Étrange, ce n'était pas la première fois qu'elle s'endormait comme ça, sans crier gare. Et puis comment avait-elle atterri dans sa chambre ?

– Le comte t'a portée ici très tôt ce matin. T'imagine un peu la cata s'il m'avait vu ?! Pourquoi est-ce que tu me laisses traîner sur cette coiffeuse au lieu de...

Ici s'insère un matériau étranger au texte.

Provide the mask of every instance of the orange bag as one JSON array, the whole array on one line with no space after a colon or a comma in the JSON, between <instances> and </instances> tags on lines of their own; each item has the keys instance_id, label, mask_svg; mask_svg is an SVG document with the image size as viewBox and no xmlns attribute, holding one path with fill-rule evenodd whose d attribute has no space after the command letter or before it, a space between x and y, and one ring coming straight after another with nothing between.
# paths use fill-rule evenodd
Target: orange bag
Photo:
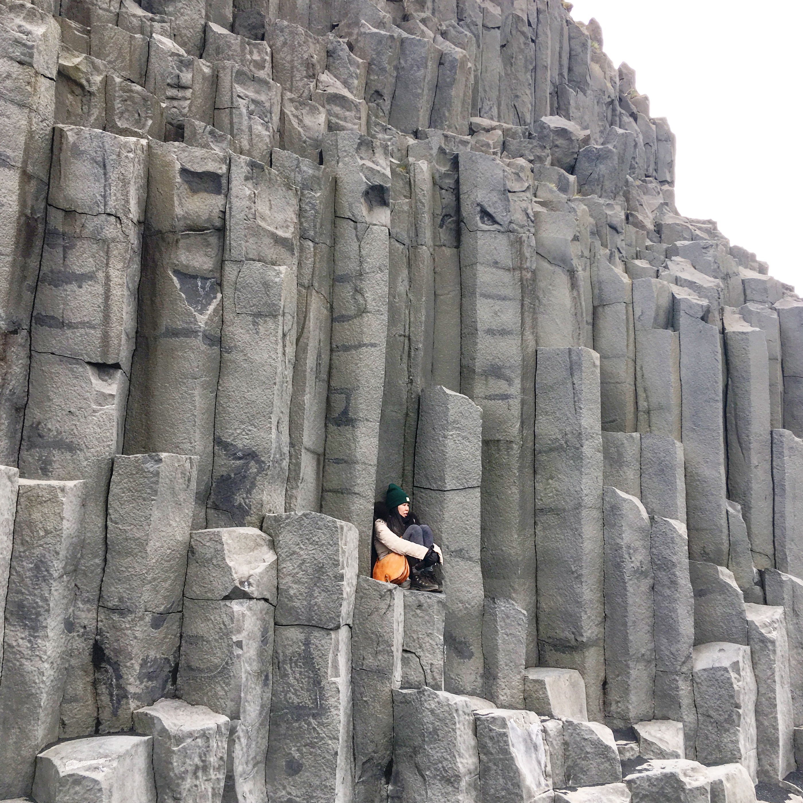
<instances>
[{"instance_id":1,"label":"orange bag","mask_svg":"<svg viewBox=\"0 0 803 803\"><path fill-rule=\"evenodd\" d=\"M410 577L410 564L404 555L390 552L373 565L373 579L401 585Z\"/></svg>"}]
</instances>

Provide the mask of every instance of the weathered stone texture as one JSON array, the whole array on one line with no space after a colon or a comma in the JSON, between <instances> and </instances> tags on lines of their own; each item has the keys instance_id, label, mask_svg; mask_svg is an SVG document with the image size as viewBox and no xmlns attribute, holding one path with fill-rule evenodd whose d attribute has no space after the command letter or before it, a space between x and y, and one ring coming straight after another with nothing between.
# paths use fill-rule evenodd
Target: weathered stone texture
<instances>
[{"instance_id":1,"label":"weathered stone texture","mask_svg":"<svg viewBox=\"0 0 803 803\"><path fill-rule=\"evenodd\" d=\"M793 768L803 301L596 20L0 0L0 797ZM371 579L389 483L442 594Z\"/></svg>"}]
</instances>

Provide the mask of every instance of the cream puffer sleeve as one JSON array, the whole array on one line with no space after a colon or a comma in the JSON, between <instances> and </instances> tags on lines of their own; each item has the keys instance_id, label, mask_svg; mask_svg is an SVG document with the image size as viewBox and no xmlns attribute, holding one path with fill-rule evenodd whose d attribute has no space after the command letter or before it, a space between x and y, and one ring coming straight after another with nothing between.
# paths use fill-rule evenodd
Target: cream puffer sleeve
<instances>
[{"instance_id":1,"label":"cream puffer sleeve","mask_svg":"<svg viewBox=\"0 0 803 803\"><path fill-rule=\"evenodd\" d=\"M412 541L406 541L403 538L399 538L381 519L377 519L373 523L373 532L382 544L387 547L391 552L394 552L398 555L406 555L409 557L414 557L418 560L421 560L426 556L428 551L426 547L422 546L420 544L414 544Z\"/></svg>"}]
</instances>

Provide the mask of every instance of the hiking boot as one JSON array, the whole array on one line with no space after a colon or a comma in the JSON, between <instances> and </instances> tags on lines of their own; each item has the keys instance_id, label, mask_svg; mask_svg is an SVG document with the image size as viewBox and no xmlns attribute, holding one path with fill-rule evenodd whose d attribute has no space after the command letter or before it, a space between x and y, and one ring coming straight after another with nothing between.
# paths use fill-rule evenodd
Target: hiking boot
<instances>
[{"instance_id":1,"label":"hiking boot","mask_svg":"<svg viewBox=\"0 0 803 803\"><path fill-rule=\"evenodd\" d=\"M443 590L429 573L413 575L410 578L410 587L414 591L434 591L440 593Z\"/></svg>"}]
</instances>

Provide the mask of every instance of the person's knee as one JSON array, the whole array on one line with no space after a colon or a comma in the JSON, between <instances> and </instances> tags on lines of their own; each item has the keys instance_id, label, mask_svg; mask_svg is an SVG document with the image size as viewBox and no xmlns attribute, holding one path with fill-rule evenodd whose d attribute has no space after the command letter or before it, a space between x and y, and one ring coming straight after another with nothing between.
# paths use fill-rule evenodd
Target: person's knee
<instances>
[{"instance_id":1,"label":"person's knee","mask_svg":"<svg viewBox=\"0 0 803 803\"><path fill-rule=\"evenodd\" d=\"M424 539L425 547L431 547L435 543L435 537L433 536L432 530L430 529L428 524L421 525L421 534Z\"/></svg>"},{"instance_id":2,"label":"person's knee","mask_svg":"<svg viewBox=\"0 0 803 803\"><path fill-rule=\"evenodd\" d=\"M418 524L410 524L405 531L404 537L406 540L412 541L414 544L419 544L421 546L424 545L424 533Z\"/></svg>"}]
</instances>

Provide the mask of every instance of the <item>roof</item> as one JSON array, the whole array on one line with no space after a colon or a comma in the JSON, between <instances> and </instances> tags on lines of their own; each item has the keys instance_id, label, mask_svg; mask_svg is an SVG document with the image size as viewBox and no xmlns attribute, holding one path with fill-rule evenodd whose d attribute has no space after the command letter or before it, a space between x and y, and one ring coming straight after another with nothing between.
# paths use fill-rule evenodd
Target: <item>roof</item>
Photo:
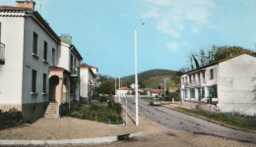
<instances>
[{"instance_id":1,"label":"roof","mask_svg":"<svg viewBox=\"0 0 256 147\"><path fill-rule=\"evenodd\" d=\"M60 38L50 27L49 24L40 16L37 11L25 7L0 6L0 17L32 17L32 20L41 26L56 42L60 42ZM12 15L12 13L24 13L24 15Z\"/></svg>"},{"instance_id":2,"label":"roof","mask_svg":"<svg viewBox=\"0 0 256 147\"><path fill-rule=\"evenodd\" d=\"M192 70L192 71L189 71L189 72L187 72L187 73L184 73L183 74L189 74L189 73L193 73L193 72L196 72L196 71L199 71L199 70L202 70L202 69L208 68L208 67L212 67L212 66L214 66L214 65L218 65L218 64L220 64L220 63L223 63L223 62L224 62L224 61L227 61L227 60L233 59L233 58L235 58L235 57L238 57L238 56L241 56L241 55L244 55L244 54L250 55L250 56L252 56L252 57L256 57L255 54L250 54L250 53L241 53L241 54L238 54L238 55L235 55L235 56L232 56L232 57L224 58L224 59L223 59L223 60L220 60L220 61L217 61L217 62L211 63L211 64L206 65L206 66L203 66L203 67L199 67L199 68L197 68L197 69L195 69L195 70Z\"/></svg>"},{"instance_id":3,"label":"roof","mask_svg":"<svg viewBox=\"0 0 256 147\"><path fill-rule=\"evenodd\" d=\"M83 60L83 57L80 55L74 44L71 44L70 49L77 55L80 61Z\"/></svg>"},{"instance_id":4,"label":"roof","mask_svg":"<svg viewBox=\"0 0 256 147\"><path fill-rule=\"evenodd\" d=\"M0 12L3 11L33 11L33 10L26 7L0 6Z\"/></svg>"},{"instance_id":5,"label":"roof","mask_svg":"<svg viewBox=\"0 0 256 147\"><path fill-rule=\"evenodd\" d=\"M64 73L70 74L67 70L61 67L51 66L49 71L63 71Z\"/></svg>"},{"instance_id":6,"label":"roof","mask_svg":"<svg viewBox=\"0 0 256 147\"><path fill-rule=\"evenodd\" d=\"M87 64L82 64L81 68L91 68L91 69L96 69L97 70L97 68L90 66L90 65L87 65Z\"/></svg>"},{"instance_id":7,"label":"roof","mask_svg":"<svg viewBox=\"0 0 256 147\"><path fill-rule=\"evenodd\" d=\"M132 89L130 89L130 88L119 88L119 89L117 89L117 90L128 90L128 91L130 91L130 90L132 90Z\"/></svg>"}]
</instances>

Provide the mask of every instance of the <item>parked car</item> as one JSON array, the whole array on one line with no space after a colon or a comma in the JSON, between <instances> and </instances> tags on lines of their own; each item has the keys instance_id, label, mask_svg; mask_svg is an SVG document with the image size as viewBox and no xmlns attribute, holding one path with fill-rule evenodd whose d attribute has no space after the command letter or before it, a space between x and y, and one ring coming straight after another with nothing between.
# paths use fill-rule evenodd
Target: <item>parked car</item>
<instances>
[{"instance_id":1,"label":"parked car","mask_svg":"<svg viewBox=\"0 0 256 147\"><path fill-rule=\"evenodd\" d=\"M161 103L160 103L160 101L158 100L158 99L153 99L152 101L150 101L150 105L151 105L151 106L160 106Z\"/></svg>"}]
</instances>

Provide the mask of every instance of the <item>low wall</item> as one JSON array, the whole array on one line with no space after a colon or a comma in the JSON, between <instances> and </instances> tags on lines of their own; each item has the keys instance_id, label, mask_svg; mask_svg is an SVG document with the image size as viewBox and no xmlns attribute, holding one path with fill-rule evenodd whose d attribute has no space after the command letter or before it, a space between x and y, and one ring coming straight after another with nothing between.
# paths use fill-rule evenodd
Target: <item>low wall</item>
<instances>
[{"instance_id":1,"label":"low wall","mask_svg":"<svg viewBox=\"0 0 256 147\"><path fill-rule=\"evenodd\" d=\"M45 114L48 104L49 102L23 104L22 105L23 122L32 122L42 118Z\"/></svg>"},{"instance_id":2,"label":"low wall","mask_svg":"<svg viewBox=\"0 0 256 147\"><path fill-rule=\"evenodd\" d=\"M218 104L222 113L240 113L243 115L256 116L256 103L247 104Z\"/></svg>"}]
</instances>

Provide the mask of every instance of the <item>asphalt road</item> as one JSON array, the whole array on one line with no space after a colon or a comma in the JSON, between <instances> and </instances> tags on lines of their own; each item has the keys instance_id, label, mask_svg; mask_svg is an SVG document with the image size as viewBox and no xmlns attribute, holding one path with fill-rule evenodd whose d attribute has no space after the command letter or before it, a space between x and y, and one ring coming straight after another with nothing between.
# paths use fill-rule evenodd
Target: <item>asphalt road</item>
<instances>
[{"instance_id":1,"label":"asphalt road","mask_svg":"<svg viewBox=\"0 0 256 147\"><path fill-rule=\"evenodd\" d=\"M125 104L125 98L121 98ZM134 98L127 98L128 109L135 113ZM139 115L144 116L168 128L193 134L211 135L256 144L256 133L235 130L211 122L185 115L165 107L150 106L148 101L139 99Z\"/></svg>"}]
</instances>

Alicia retourna le Livre pour le faire taire. Elle savait qu'il avait horreur de ce recours « abusif et extrêmement humiliant ». Quand elle le remettrait à l'endroit, il ne manquerait pas de revendiquer impérieusement sa liberté d'expression, revendication dont Alicia se rirait sans l'ombre d'un remord.

La jeune fille se prépara hâtivement, enfila une grande capeline et partit à la recherche du comte. Elle le trouva dans le hall. À sa grande surprise, il se précipita vers elle d'un pas guilleret pour serrer sa main dans les siennes.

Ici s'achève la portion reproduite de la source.